STOCK markets around the world fell yesterday on fears that the US political system could become deadlocked in budget talks aimed at resolving the country's so-called 'fiscal cliff'.
Bond markets were, however, boosted by Italy's success in issuing new 10-year government bonds despite the re-emergence of controversial former prime minister Silvio Berlusconi as a potential candidate in next year's general election.
In Dublin, the ISEQ index of Irish shares closed down 10 points at 3,366.231 in light trading on the second day back after the Christmas break.
In London, the FTSE 100 index of leading shares had its worst one-day fall in more than a month, closing down 0.5pc.
US stocks fell for a fifth straight day, the longest slump since September, as lawmakers there prepared for talks to avoid the fiscal cliff of spending cuts, and tax increases looming in January. Treasuries extended a weekly gain.
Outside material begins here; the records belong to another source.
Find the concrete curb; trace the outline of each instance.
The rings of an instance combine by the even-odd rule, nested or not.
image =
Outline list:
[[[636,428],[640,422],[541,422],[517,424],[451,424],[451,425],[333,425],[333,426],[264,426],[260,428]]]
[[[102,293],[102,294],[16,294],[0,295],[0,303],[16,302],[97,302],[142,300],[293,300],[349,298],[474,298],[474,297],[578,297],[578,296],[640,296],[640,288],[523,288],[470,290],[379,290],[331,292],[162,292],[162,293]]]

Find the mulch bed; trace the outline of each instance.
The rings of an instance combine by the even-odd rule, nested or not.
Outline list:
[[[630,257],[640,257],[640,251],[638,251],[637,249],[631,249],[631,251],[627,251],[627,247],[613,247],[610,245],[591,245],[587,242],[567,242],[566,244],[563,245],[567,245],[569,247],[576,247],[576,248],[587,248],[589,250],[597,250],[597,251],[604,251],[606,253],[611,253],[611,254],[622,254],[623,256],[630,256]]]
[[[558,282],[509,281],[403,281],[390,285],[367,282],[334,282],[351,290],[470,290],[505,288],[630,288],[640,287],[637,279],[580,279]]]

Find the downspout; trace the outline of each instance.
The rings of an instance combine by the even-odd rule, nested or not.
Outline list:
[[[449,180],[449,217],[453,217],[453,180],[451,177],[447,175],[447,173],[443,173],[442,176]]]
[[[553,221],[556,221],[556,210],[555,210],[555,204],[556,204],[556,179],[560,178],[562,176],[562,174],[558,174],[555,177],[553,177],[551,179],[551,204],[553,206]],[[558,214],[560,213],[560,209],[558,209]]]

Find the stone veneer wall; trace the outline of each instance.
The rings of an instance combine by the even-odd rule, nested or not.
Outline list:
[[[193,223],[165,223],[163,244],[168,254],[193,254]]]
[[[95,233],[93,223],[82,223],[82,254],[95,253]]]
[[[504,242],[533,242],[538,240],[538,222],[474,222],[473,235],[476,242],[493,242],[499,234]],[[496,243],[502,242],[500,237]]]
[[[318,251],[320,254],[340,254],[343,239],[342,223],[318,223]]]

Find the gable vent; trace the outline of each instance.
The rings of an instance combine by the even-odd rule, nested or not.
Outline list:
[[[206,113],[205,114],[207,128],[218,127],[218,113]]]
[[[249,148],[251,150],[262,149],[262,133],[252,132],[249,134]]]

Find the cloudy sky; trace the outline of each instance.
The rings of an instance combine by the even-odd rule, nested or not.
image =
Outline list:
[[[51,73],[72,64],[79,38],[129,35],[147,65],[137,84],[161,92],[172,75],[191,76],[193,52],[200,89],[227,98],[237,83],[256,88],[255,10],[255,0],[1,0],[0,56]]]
Uncertainty over the talks was the main reason shares were off around the world, even though most investors think politicians will reach an agreement to avoid the so-called 'fiscal cliff'.
In Dublin, CRH was the most traded stock yesterday, thanks to its significant exposure to the US market, including federal funded infrastructure projects that use its concrete and asphalt products. Shares in CRH closed down 0.5pc at €5.23 each.
Elsewhere, the picture was mixed. Aer Lingus shares rose 1.67pc to €1.10, while Ryaniar was down 1.17pc at €4.65 per share
Shares in Irish oil explorer Providence Resources closed down almost 3pc at €6.70 each, in keeping with the trend elsewhere.
In Europe, the Stoxx Europe 600 Index declined 0.7pc, trimming its 2012 advance to 14pc, still the best performance since 2009.
In Spain, shares in Bankia plunged 27pc to the lowest price since its initial share sale in July 2011 as the bank was temporarily excluded from Spain's benchmark IBEX 35.
There was good news elsewhere, with the yield on Italian 10-year bonds dropping to 4.50pc, as the country sold €5.9bn of five- and 10- year government bonds.